Fünf Jahre zuvor – das war nach Tuaregrebellion, Staatsstreich, Besetzung
des Nordens durch islamistische Gruppierungen und Militärintervention der
Franzosen – war es noch ganz anders. Gemeinsam mit weiteren religiösen
Meinungsführern unterstützte der heute 66-Jährige offen den Wahlsieger
Keïta.
Die einstige Unterstützung hat sich längst in das Gegenteil gekehrt. Die
Protestbewegung M5-RFP (Bewegung des 5. Juni / Sammlung der Patriotischen
Kräfte), ein Zusammenschluss der Zivilgesellschaft und Teilen der
politischen Opposition, hat in den letzten Wochen mit [2][Demonstrationen
in Bamako] die Regierung in die Defensive gebracht. Ihre Führungsfigur:
Imam Dicko.
Ihren Wunsch, Präsident Keïta lieber heute als morgen loszuwerden, hat
Malis Armee jetzt erfüllt und [3][den Präsidenten abgesetzt]. Nun richten
sich alle Augen auf die Protestbewegung und ihren Imam.

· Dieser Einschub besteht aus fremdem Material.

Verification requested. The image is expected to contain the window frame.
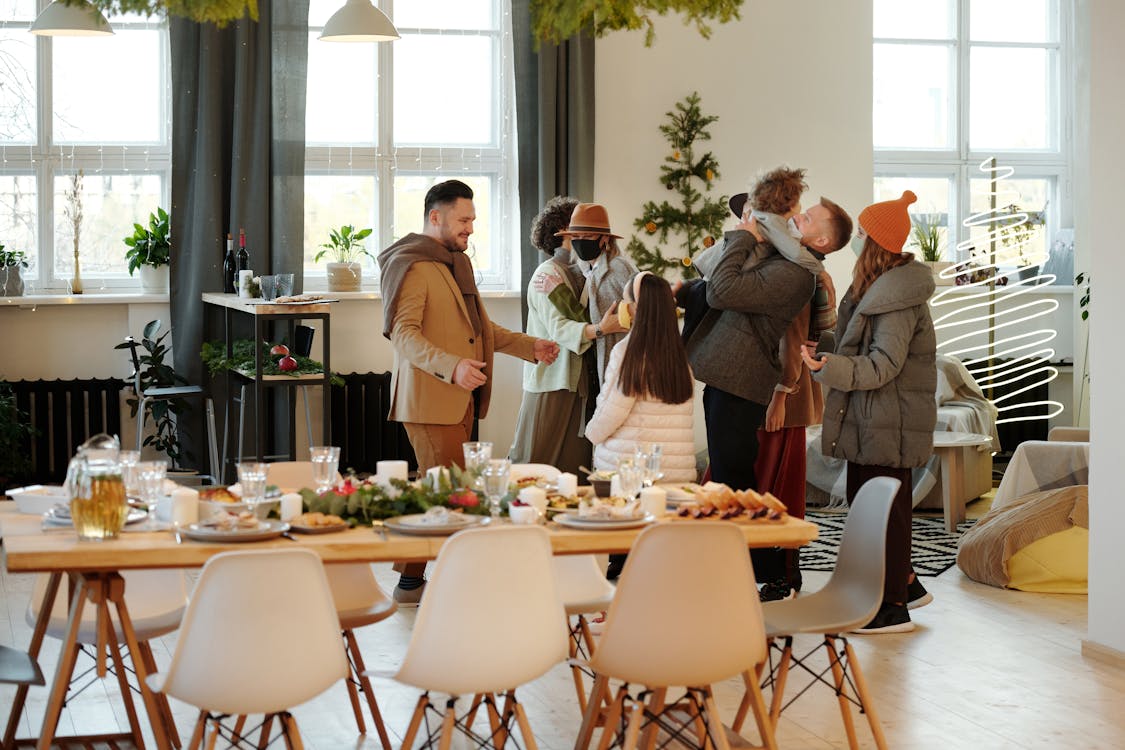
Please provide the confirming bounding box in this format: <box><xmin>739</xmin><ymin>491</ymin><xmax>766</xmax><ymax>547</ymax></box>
<box><xmin>872</xmin><ymin>0</ymin><xmax>1074</xmax><ymax>269</ymax></box>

## 50.000 Demonstrant*innen mobilisiert
Der Imam stammt aus einer einflussreichen Familie aus Timbuktu und
studierte in Saudi-Arabien. Anschließend ging er nach Bamako, wo er 2008
Vorsitzender der religiösen Instanz „Hoher Islamischer Rat von Mali“ (HCIM)
wurde und somit einer der einflussreichsten religiösen Meinungsführer. Bis
heute spricht er sich öffentlich für einen laizistischen Staat aus. Dennoch
wird immer wieder über seine Nähe zum saudischen Wahhabitentum spekuliert.
Wie viel Einfluss er hat – in Mali bekennen sich knapp 95 Prozent der 19,5
Millionen Einwohner*innen [4][zum Islam] –, demonstrierte Imam Dicko schon
früh. Um eine „unislamische“ Reform des Familiengesetzes im Jahr 2009 zu
verhindern, mobilisierte er mit anderen Imamen 50.000 Demonstrant*innen.
Bis heute winkt er auf Fragen, ob religiöse Meinungsführer sich nicht etwa
deutlich gegen die in Mali weitverbreitete Genitalverstümmelung von Frauen
äußern sollen, fast genervt ab. Die Zeit würde das richten, meint er.
Seit dem vergangenen Jahr hat Dicko eine neue Bewegung, die
„Koordinierungsstelle der Bewegungen, Vereine und Sympathisanten von Imam
Dicko“ (CMAS). In Bamako fallen immer wieder kleine CMAS-Stadtteilbüros
auf. Im Hauptsitz in Magnambougou Faso Kanu empfängt Dicko
Gesprächspartner*innen auch gerne Journalist*innen. Er sitzt auf einem
hellbraunen Ledersofa und wirkt anders als bei öffentlichen Auftritten
ruhig und bei Fragen häufig kurz angebunden. Eine politische Partei sei die
CMAS nicht, sondern schlicht eine Bewegung, sagt er.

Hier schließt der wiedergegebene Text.